Mareike plant nun, sechs Monate nach der Entbindung mit 20 Stunden an ihren Arbeitsplatz zurückzukehren. Ihr Mann, der als wissenschaftlicher Mitarbeiter an einer Hochschule tätig ist, kann sich seine Arbeitszeit weitgehend selbst einteilen und möchte sich die Betreuung des Kindes hälftig mit Mareike teilen.

Mareikes Chef zeigte sich von dieser Idee allerdings wenig begeistert. Er legte Mareike nahe, entweder mit wenigstens 80 Prozent wieder einzusteigen oder aber für einen längeren Zeitraum – mindestens zwei Jahre ab Entbindung – zu Hause zu bleiben, damit er die Ausfallzeiten besser planen kann.

Für Mareike ist beides ungünstig: Wegen des fehlenden Kita-Platzes müsste ihr Mann seine Arbeitszeit auf 20 Prozent reduzieren, wenn sie mit 80 Prozent wieder einsteigen würde. Wenn sie zwei Jahre zu Hause bleibt, fehlt ihr (höherer)Verdienst in der Familienkasse ...

Mutterschutz: in der Regel Beschäftigungsverbot. Mutterschutz in der Regel 6 Wochen vor und 8 Wochen nach der Geburt

Mutterschaftsgeld: Arbeitgeberzuschuss zum Mutterschaftsgeld

Elternzeit: Anspruch auf Elternzeit. Anspruch auf Arbeitszeitreduzierung nur, wenn der Arbeitgeber mehr als 15 Mitarbeiter beschäftigt

Elterngeld: Anspruch auf Elterngeld(Plus) besteht. Partnerschaftsbonusmonate können beantragt werden.

Fazit: Während der Schwangerschaft gute Absicherung, aber in der Zeit danach vom Goodwill des Arbeitsgebers abhängig.

Dieser Fall wurde von Dr. Regina Ahrens auf dem 1. Zahnärztinnentag präsentiert.

Fallbeispiel 2: Selbstständige Zahnärztin

Stefanie betreibt seit 2006 eine Gemeinschaftpraxis mit ihrem Ehemann. Bis zur Geburt ihres ersten Kindes 2009 waren dort beide in Vollzeit tätig. Rund um die Geburt fiel Stefanie für etwa sechs Monate in der Praxis aus. Ihr Mann und sie hatten im Vorfeld eine Zahnärztin angestellt, die diese Ausfallzeiten kompensierte und auch nach Stefanies Rückkehr weiter in der Praxis arbeitete. Außerdem stellten sie eine zusätzliche Verwaltungskraft ein, die ihnen Arbeit im Praxismanagement abnahm.

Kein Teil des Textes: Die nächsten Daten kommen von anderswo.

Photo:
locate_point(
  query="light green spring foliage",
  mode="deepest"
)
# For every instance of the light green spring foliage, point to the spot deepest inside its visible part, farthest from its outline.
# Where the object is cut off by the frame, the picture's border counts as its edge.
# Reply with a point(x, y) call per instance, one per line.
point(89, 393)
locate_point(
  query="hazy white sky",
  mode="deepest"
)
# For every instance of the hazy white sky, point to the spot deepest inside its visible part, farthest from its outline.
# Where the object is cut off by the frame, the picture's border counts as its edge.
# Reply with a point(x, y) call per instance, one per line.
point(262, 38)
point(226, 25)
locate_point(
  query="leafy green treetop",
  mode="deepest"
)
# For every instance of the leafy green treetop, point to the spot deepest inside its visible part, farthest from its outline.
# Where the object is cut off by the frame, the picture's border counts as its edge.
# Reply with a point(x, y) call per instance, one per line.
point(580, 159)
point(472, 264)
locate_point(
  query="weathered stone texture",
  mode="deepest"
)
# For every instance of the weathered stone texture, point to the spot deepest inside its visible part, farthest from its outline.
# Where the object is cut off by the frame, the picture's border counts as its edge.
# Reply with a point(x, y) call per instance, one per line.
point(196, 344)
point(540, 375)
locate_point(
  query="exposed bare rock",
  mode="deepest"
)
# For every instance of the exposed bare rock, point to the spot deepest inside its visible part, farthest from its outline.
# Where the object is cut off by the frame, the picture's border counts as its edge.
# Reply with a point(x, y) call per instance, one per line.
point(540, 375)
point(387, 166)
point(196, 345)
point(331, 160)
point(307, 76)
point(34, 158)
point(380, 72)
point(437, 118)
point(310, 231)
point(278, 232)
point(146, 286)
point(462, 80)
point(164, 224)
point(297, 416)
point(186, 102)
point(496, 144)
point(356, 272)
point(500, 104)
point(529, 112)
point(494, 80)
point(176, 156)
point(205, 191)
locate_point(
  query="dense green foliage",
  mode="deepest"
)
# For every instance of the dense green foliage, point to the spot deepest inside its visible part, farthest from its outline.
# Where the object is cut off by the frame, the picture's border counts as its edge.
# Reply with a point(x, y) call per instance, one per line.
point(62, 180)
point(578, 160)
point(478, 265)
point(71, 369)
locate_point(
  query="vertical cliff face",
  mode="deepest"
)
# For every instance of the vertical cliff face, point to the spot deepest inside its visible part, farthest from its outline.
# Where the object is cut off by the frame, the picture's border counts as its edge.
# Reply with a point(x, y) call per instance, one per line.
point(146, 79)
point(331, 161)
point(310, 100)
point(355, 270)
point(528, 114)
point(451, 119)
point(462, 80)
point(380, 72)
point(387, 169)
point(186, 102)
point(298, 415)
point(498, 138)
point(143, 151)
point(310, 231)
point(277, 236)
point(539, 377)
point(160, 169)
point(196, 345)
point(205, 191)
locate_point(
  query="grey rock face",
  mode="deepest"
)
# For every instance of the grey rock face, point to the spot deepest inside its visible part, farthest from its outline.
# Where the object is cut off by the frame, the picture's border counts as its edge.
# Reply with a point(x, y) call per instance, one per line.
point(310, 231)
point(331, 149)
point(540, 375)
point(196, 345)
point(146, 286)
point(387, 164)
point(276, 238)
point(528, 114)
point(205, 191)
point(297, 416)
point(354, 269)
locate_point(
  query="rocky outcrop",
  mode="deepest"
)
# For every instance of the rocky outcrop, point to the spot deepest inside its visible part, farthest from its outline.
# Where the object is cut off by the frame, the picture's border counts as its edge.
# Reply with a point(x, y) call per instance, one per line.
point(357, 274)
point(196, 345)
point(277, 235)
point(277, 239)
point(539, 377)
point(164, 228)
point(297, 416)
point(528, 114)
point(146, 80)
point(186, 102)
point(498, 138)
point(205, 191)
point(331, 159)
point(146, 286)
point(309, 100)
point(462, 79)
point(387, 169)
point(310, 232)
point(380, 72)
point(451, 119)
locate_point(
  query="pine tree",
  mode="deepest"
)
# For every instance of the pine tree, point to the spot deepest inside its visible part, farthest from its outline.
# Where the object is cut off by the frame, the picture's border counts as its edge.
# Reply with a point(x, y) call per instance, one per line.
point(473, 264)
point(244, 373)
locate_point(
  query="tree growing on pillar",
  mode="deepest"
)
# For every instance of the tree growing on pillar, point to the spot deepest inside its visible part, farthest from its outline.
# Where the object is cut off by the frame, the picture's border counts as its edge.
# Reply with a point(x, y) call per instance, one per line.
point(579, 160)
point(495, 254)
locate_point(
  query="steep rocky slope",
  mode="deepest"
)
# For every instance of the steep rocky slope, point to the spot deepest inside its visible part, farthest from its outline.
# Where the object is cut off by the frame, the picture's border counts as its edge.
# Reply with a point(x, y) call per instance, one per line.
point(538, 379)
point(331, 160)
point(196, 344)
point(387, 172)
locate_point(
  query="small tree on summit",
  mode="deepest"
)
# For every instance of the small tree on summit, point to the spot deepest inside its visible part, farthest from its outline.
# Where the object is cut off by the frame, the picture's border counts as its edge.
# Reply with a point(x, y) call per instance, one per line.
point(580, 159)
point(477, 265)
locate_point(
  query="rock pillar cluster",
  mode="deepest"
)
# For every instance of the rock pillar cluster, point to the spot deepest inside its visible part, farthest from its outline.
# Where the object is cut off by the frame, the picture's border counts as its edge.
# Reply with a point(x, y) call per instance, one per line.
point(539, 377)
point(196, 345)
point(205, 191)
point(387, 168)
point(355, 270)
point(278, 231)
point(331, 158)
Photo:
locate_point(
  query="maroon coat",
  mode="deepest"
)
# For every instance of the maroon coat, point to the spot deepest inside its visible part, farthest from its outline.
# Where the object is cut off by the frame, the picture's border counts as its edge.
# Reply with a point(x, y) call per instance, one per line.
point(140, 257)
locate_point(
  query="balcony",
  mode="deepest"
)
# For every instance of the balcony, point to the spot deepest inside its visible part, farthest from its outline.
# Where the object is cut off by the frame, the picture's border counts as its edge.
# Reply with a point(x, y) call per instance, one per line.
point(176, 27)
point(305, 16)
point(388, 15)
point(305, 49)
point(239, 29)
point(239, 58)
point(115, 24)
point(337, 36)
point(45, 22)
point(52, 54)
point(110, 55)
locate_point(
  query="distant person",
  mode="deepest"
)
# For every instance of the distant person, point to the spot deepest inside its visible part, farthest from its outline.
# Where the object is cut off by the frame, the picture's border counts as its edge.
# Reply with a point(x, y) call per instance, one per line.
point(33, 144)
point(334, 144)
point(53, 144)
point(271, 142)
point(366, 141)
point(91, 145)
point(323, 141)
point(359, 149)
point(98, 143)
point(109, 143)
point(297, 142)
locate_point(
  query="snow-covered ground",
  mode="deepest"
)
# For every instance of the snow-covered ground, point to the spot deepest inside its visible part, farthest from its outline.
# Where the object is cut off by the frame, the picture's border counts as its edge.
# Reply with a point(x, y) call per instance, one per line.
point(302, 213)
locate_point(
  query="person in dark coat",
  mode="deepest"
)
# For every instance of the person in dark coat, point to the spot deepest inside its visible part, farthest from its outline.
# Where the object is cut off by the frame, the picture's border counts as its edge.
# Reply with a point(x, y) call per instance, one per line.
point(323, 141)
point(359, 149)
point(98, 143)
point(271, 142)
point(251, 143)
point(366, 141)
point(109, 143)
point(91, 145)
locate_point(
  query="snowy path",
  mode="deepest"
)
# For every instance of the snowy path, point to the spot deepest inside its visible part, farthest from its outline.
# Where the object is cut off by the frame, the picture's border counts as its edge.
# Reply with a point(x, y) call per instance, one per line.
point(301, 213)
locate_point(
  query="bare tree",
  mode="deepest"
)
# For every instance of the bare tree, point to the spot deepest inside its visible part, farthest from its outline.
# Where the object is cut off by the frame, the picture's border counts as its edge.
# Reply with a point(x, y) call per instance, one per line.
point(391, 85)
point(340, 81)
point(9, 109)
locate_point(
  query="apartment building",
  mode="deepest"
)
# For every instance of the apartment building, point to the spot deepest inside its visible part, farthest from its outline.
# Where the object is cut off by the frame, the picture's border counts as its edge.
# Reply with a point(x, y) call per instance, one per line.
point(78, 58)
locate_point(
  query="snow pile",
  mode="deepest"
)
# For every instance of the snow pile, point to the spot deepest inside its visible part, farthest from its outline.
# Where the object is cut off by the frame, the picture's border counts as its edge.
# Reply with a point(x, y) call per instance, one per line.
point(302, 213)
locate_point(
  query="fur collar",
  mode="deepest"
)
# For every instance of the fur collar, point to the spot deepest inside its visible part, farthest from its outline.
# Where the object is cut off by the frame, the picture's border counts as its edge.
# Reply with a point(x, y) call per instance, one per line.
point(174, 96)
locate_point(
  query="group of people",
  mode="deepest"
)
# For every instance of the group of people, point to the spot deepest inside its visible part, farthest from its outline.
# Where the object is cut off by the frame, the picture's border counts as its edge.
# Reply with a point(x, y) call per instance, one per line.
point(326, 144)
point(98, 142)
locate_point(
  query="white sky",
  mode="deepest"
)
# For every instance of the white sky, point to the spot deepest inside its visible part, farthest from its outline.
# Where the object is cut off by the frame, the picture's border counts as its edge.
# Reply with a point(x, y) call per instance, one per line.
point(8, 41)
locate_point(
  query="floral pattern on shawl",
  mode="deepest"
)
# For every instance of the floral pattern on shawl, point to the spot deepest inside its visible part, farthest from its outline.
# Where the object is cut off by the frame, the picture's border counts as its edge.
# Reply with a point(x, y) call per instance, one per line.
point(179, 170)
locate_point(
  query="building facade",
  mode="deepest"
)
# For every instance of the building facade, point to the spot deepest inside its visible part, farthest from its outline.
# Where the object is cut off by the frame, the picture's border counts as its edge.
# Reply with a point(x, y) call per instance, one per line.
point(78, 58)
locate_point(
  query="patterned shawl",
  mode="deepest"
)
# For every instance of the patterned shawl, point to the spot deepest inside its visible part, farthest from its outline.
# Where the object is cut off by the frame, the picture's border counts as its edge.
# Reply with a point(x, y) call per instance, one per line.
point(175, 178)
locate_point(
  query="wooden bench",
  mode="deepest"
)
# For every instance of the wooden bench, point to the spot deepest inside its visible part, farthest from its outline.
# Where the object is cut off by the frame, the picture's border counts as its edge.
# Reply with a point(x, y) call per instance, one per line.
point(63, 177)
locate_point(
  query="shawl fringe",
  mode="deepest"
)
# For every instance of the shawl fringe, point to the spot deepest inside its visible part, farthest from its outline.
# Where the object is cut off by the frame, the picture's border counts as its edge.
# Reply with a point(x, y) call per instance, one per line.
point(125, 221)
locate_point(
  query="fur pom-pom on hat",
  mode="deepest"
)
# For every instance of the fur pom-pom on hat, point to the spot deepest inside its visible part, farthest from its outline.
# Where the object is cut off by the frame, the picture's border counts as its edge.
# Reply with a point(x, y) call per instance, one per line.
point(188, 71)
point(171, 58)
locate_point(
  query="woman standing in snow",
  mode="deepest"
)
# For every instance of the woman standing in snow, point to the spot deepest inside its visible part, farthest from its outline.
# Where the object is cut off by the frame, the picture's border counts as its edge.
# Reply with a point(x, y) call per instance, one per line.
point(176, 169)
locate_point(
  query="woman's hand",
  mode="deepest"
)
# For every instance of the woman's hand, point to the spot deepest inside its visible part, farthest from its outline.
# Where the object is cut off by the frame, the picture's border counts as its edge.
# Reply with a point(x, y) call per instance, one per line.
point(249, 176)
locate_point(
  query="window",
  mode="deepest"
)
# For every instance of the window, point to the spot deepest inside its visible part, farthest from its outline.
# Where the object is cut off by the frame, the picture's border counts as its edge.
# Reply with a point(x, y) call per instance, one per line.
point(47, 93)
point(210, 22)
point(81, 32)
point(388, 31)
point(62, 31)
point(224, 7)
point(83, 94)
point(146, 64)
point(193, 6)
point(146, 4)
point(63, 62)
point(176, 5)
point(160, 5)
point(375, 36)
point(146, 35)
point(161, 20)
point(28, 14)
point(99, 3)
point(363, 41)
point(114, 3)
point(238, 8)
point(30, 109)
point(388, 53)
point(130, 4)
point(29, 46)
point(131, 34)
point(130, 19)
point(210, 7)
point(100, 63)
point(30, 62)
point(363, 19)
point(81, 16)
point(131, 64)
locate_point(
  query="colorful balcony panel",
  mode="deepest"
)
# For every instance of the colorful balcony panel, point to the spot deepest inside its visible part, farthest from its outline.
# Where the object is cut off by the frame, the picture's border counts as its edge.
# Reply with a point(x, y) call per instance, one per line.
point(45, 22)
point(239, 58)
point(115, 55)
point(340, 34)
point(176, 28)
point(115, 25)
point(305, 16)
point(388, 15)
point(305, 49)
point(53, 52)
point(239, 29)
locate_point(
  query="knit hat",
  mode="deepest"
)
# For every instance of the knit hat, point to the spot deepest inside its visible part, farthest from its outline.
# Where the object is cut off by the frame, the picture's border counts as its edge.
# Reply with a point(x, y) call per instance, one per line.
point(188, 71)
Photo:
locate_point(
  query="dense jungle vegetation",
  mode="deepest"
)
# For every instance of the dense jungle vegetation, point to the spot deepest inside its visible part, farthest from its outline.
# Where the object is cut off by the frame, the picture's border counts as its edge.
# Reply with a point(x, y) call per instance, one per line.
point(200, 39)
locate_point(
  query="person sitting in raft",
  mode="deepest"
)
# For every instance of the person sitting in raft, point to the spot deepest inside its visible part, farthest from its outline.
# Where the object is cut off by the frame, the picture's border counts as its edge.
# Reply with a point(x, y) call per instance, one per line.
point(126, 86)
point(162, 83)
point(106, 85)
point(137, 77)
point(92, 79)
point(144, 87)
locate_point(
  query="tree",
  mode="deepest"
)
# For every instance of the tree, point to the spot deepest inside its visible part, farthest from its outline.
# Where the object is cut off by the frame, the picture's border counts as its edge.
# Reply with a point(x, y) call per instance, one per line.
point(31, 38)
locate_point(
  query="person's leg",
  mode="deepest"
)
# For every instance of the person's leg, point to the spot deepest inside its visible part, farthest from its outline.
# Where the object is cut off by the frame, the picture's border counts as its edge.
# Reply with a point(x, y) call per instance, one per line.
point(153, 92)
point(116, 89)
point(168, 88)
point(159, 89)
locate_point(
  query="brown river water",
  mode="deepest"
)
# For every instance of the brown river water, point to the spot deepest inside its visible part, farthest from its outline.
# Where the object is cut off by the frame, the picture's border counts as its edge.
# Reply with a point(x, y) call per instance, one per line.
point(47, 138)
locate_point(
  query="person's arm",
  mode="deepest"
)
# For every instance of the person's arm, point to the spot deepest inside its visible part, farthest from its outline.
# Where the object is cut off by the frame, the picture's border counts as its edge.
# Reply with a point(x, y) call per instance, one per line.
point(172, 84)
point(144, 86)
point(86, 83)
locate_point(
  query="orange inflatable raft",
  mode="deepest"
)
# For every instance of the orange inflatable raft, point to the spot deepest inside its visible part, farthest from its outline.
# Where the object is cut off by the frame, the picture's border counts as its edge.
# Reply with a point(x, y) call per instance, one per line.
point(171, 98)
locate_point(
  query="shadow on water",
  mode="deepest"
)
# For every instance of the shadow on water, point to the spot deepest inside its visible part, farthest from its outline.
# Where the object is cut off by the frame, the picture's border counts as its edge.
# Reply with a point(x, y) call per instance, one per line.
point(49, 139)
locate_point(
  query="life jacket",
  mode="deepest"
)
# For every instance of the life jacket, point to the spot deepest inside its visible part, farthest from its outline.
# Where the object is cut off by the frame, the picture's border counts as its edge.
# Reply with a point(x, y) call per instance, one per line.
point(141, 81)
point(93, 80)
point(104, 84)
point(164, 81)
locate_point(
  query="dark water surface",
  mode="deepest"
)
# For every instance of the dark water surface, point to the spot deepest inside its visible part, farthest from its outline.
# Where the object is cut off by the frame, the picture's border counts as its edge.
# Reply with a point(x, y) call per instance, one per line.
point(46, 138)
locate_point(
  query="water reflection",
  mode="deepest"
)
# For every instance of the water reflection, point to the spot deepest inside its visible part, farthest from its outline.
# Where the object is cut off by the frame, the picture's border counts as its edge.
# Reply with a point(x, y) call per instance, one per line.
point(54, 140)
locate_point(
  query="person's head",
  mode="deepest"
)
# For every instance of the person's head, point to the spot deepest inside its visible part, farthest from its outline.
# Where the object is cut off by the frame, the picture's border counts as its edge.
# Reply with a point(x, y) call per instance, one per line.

Nach der Geburt reduzierten Stefanie und ihr Mann ihre Arbeitszeit zunächst auf 27 Stunden die Woche. Ihr Mann erhöhte seine Arbeitszeit nach dem ersten Geburtstag des Kindes auf 35 Stunden (Behandlungszeit und Management). Durch die zusätzliche Kraft und die Verschiebung ihrer Arbeitszeiten konnten sie lange Öffnungszeiten realisieren.

Im Sommer übernahm das Ehepaar von einem befreundeten Kollegen eine Praxis, die sie seither als zweiten Standort betreiben. An beiden Standorten beschäftigen sie heute insgesamt drei angestellte Zahnärzte, fünf Verwaltungskräfte und vier ZFA. Eigene Ausfallzeiten und ihre Arbeitszeitreduzierung können sie somit gut ausgleichen.

Mutterschutz:

  • kein Anspruch auf Leistungen nach dem MuSchuG

  • bei Krankentagegeldversicherung: Krankentagegeld

  • Bei freiwilliger gesetzlicher Versicherung: Mutterschaftsgeld in Höhe des Krankengeldes

Elternzeit:

  • kein Anspruch auf Elternzeit; die eigene Arbeitszeit kann aber flexibel angepasst werden

Elterngeld:

  • Anspruch auf Elterngeld(Plus) besteht

  • Partnerschaftsbonusmonate können beantragt werden

Fazit: Eine genau Planung ist nötig, dann aber hat man maximale Flexibilität.

Dieser Fall wurde von Dr. Regina Ahrens auf dem 1. Zahnärztinnentag präsentiert.